For elderly individuals over 50 years old, if unexplained fever, fatigue, weight loss, anemia, or an erythrocyte sedimentation rate (ESR) >50mm/h is observed; or if there are newly occurring headaches, visual disturbances (such as amaurosis, blurred vision, diplopia, or blindness); or other signs of insufficient cranial blood supply, such as intermittent masticatory muscle dysfunction, tinnitus, vertigo, etc.; or if symptoms of PMR syndrome appear, this disease should be suspected. Immediate further examinations, such as temporal artery angiography or temporal artery biopsy, should be conducted to confirm the diagnosis.

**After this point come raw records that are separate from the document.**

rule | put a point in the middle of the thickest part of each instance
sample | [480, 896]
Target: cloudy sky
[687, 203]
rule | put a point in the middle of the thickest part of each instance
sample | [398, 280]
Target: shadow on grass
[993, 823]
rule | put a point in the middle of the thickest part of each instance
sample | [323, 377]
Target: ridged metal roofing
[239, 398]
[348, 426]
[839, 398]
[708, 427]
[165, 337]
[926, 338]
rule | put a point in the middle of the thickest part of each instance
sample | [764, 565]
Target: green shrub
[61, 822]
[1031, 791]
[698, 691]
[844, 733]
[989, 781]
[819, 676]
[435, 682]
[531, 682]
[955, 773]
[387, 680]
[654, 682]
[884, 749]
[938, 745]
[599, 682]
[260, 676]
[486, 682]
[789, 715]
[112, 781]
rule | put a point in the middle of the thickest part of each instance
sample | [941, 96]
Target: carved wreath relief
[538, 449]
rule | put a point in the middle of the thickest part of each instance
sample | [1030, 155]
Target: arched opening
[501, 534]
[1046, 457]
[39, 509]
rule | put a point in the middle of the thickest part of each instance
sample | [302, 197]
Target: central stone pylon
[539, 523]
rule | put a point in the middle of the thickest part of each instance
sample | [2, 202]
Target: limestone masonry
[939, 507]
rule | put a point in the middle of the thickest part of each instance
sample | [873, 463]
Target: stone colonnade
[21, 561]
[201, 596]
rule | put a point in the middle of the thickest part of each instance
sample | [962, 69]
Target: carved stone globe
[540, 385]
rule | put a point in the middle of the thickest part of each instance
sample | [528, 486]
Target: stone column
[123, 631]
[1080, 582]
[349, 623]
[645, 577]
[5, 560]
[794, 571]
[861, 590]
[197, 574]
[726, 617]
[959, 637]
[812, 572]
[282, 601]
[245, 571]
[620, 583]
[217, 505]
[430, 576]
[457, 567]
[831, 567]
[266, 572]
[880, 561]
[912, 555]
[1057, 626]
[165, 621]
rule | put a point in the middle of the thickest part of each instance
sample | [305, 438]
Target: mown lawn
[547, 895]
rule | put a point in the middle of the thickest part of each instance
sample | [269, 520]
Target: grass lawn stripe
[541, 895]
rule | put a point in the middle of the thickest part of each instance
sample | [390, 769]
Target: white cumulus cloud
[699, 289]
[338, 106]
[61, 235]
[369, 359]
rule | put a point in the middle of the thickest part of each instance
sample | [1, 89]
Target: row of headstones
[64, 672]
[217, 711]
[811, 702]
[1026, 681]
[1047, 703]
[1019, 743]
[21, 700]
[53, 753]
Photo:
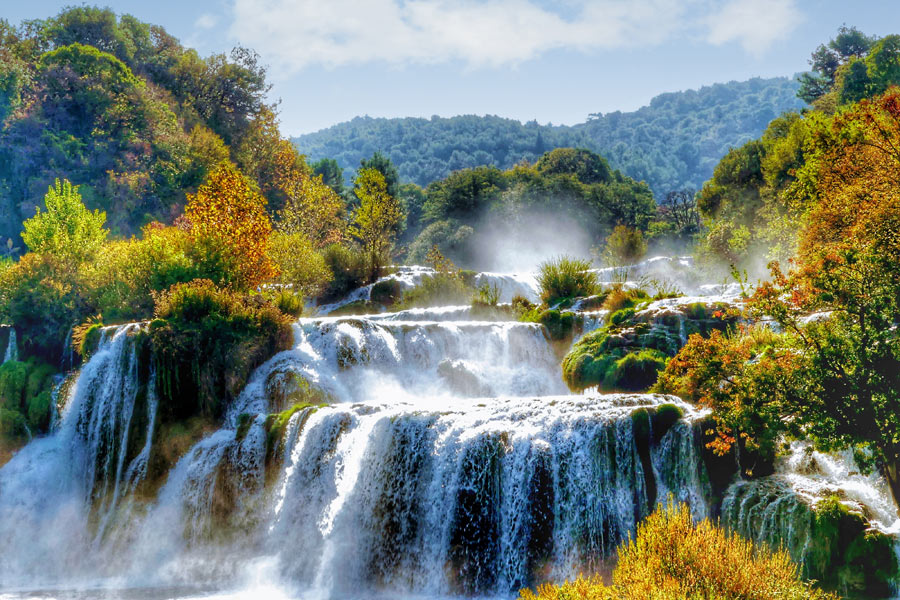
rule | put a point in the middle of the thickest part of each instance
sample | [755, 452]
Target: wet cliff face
[420, 452]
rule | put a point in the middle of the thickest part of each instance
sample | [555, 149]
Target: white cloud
[755, 24]
[294, 34]
[206, 21]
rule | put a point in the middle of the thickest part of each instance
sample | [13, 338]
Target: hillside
[674, 142]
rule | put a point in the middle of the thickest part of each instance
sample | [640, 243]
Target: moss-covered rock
[628, 353]
[357, 307]
[386, 292]
[206, 342]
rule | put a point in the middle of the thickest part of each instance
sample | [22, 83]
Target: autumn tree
[230, 228]
[841, 369]
[377, 218]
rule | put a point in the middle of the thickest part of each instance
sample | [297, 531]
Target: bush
[619, 298]
[386, 292]
[206, 342]
[565, 278]
[560, 325]
[437, 290]
[38, 295]
[349, 269]
[624, 246]
[120, 282]
[288, 302]
[635, 371]
[298, 264]
[673, 558]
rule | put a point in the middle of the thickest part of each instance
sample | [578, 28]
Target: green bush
[566, 278]
[206, 342]
[386, 292]
[437, 290]
[560, 325]
[674, 558]
[350, 270]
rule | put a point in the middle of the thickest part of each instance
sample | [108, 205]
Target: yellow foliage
[673, 558]
[311, 207]
[228, 223]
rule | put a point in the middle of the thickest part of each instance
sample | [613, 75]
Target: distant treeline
[673, 143]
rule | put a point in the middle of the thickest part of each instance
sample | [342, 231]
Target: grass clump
[673, 558]
[440, 289]
[619, 298]
[206, 342]
[564, 278]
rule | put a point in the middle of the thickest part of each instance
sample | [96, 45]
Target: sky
[553, 61]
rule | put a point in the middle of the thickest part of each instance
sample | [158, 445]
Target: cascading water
[450, 461]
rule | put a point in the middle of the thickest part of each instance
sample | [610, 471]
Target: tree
[680, 208]
[583, 164]
[67, 230]
[383, 165]
[332, 174]
[624, 246]
[230, 228]
[377, 219]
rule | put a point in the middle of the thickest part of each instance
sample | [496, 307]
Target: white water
[454, 462]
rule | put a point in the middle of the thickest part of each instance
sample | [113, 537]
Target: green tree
[332, 174]
[67, 229]
[388, 170]
[377, 219]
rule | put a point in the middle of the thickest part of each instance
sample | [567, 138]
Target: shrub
[288, 302]
[560, 325]
[38, 295]
[673, 558]
[624, 246]
[564, 277]
[349, 270]
[298, 263]
[619, 298]
[488, 294]
[86, 338]
[120, 282]
[206, 342]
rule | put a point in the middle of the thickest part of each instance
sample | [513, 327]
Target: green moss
[13, 379]
[845, 554]
[636, 371]
[357, 307]
[386, 292]
[91, 340]
[664, 417]
[622, 316]
[560, 325]
[277, 422]
[594, 361]
[288, 302]
[206, 342]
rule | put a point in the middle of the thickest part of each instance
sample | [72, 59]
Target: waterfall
[57, 485]
[12, 348]
[449, 460]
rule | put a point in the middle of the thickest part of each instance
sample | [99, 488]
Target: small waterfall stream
[450, 461]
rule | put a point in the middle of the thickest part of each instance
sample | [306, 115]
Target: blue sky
[331, 60]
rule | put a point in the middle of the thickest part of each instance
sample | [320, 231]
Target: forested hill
[674, 142]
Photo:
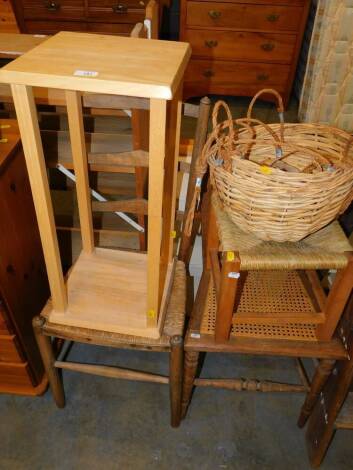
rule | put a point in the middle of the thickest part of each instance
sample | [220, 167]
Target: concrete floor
[109, 424]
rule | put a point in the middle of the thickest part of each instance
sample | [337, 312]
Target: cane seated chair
[265, 298]
[171, 341]
[278, 289]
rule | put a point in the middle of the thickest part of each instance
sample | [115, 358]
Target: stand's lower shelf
[107, 290]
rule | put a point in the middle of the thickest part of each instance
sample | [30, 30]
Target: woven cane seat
[321, 250]
[272, 293]
[173, 323]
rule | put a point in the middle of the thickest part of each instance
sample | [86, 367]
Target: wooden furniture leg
[191, 360]
[140, 123]
[229, 278]
[46, 351]
[37, 172]
[323, 421]
[321, 375]
[176, 378]
[187, 242]
[210, 240]
[336, 301]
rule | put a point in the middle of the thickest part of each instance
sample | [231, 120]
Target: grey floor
[109, 424]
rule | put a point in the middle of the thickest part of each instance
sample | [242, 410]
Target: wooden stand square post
[165, 118]
[79, 155]
[33, 151]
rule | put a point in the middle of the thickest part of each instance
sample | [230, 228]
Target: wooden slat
[251, 385]
[92, 100]
[128, 159]
[216, 272]
[32, 145]
[78, 146]
[134, 206]
[333, 349]
[112, 372]
[158, 116]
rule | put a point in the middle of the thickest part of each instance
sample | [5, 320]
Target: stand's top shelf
[102, 64]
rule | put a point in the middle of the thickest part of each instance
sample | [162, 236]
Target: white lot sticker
[85, 73]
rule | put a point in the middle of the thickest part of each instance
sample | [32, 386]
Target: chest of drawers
[241, 46]
[23, 281]
[101, 16]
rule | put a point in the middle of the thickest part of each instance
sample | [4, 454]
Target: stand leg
[176, 378]
[321, 375]
[190, 367]
[46, 351]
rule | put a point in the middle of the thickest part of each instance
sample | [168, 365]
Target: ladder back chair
[171, 341]
[265, 298]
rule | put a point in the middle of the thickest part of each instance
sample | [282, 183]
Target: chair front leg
[48, 357]
[321, 375]
[176, 378]
[191, 360]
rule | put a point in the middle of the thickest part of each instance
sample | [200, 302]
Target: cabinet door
[23, 279]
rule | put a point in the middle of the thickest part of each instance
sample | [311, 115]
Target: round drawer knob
[211, 43]
[262, 77]
[272, 18]
[208, 73]
[214, 14]
[119, 8]
[268, 46]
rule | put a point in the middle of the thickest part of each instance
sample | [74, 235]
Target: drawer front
[227, 75]
[243, 16]
[121, 29]
[53, 9]
[9, 350]
[14, 375]
[52, 27]
[127, 11]
[261, 47]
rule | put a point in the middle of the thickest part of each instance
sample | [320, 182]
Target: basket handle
[246, 122]
[346, 150]
[280, 107]
[220, 126]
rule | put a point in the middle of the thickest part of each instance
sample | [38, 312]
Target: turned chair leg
[321, 375]
[46, 351]
[176, 378]
[191, 360]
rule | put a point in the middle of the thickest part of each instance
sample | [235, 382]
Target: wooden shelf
[107, 290]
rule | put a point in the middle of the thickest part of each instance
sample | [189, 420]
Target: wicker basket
[281, 182]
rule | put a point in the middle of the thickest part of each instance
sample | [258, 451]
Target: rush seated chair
[265, 298]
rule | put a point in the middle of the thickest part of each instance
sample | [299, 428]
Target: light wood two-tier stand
[110, 290]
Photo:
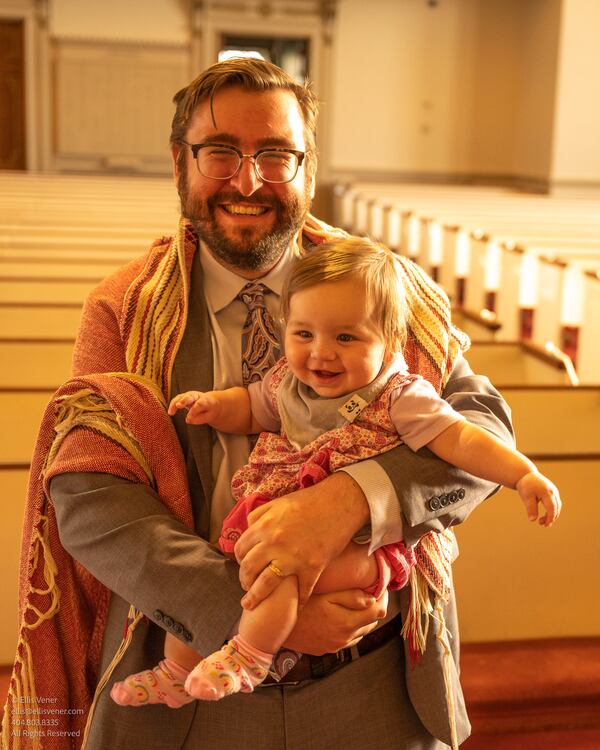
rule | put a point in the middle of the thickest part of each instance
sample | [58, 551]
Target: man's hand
[203, 408]
[300, 533]
[330, 622]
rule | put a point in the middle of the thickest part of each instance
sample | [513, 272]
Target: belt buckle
[321, 666]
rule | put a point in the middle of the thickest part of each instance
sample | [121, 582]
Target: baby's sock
[237, 667]
[163, 684]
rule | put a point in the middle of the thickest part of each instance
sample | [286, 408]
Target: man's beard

If conditions do not permit, after ruling out other wind-dampness diseases, a trial of glucocorticoid treatment may be considered.

bubble_chart Treatment Measures

GCA often invades multiple sites of the stirred pulse and can easily lead to serious complications such as blindness. Therefore, once a clear diagnosis is made, glucocorticoid treatment should be initiated immediately. It is generally recommended to use a high-dose continuous therapy, such as prednisone 30-50mg/d, maintained until symptoms are relieved and the erythrocyte sedimentation rate (ESR) drops to normal or near-normal levels before starting to taper the dose. The total treatment course usually takes several months, and it is not advisable to reduce the dose or discontinue the medication too early to avoid a relapse of the condition. After the condition stabilizes, switching to a once-daily morning dose or an alternate-day therapy is a viable and effective option. Although non-steroidal anti-inflammatory drugs (NSAIDs) such as indomethacin can alleviate or control some symptoms, such as fever reduction, pain relief, and improvement of general discomfort, they cannot prevent ischemic complications like blindness. For patients with contraindications to glucocorticoids, a combination of NSAIDs and cytotoxic immunosuppressants such as cyclophosphamide and methotrexate can be used. Additionally, treatment with Root Leaf or Flower of Common Threewingnut glycosides (30-60mg/d) can also be tried.

bubble_chart Prognosis

PMR and GCA are both vasculitic diseases that respond well to glucocorticoids, which can quickly control the condition, reduce and prevent serious complications such as blindness, and generally have a good prognosis. A small number of mild cases, particularly PMR, have a certain degree of self-limiting nature.

bubble_chart Differentiation

GCA should be differentiated from other vasculitic diseases: ① Polyarteritis nodosa: This disease mainly affects small and medium-sized arteries, such as renal arteries (10-80%), abdominal arteries or mesenteric arteries (30-50%), and rarely involves the temporal artery; ② Allergic vasculitis: This disease mainly affects small skin vessels, venules, or capillaries, with obvious skin lesions such as macules, papules, purpura, ecchymosis, nodules, ulcers, etc.; ③ Wegener's granulomatosis: Characterized by necrotizing granulomas of the upper and lower respiratory tract, generalized small and medium-sized vasculitis, and focal necrotizing glomerulonephritis (80%); ④ Aortic arch arteritis: Aortic arch arteritis has extensive lesions, often causing segmental stenosis, occlusion, or pre- and post-stenotic dilation of the arteries, and GCA involving the aorta is rare. In addition, it should be differentiated from malignant tumors, systemic or systemic infections, or other causes of fever, headache, anemia, blindness, etc.